Hinduism encourages the seeker to delve deep into its inner realms, questioning all and experimenting the most: the disciples of the Vedas and Upanishads are taught to question and push the boundaries of the intellectual and spiritual mind to connect with the Brahman. This connection (Rigveda) is also known as a communion, prayer or dialogue – a true dialogue uplifting man to a different plane of consciousness. Veda guiding principles also inform dialogue with the external world: the motto ‘Let noble thoughts come to us from all directions’ results in the celebration of diversity and allows dialogue to win over conflict. Hindu epistemology – seeing error as an apprehension of partial truth rather than total falsehood – is also intrinsically compatible with the finality of true dialogue as a mean to deal with conflict by way of shedding light and comprehension over ignorance, incompleteness or mystery.

 

In Buddhism, continuous dialogue with the inner nature and with the outer world is part of the spiritual walk towards enlightenment and away from Dukkha.
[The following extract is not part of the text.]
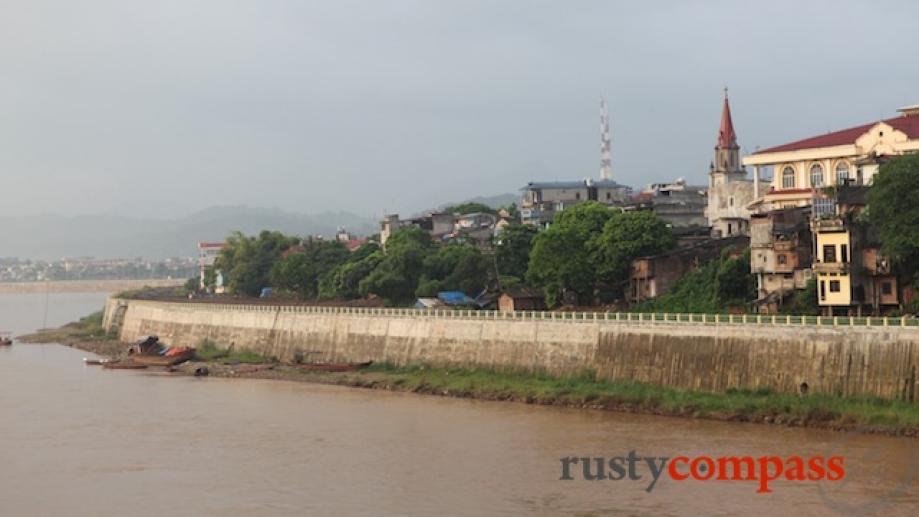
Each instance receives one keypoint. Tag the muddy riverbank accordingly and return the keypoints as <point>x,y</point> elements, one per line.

In the Eightfold Path, Right Speech – the behaviour of speaking honestly, purposefully and modestly – allows seeing people and situations from different viewpoints while retaining our features, feeling unthreatened by diversity and feeling no need to control. Such effective dialogue is nurtured by a seeking spirit, and creates a process which enables to find a shared meaning representing much more than the simple sum of the discussants’ viewpoints. Shared meaning – meaning that was originally unforeseen by the discussants – creates new insights and new possibilities for resolving differences.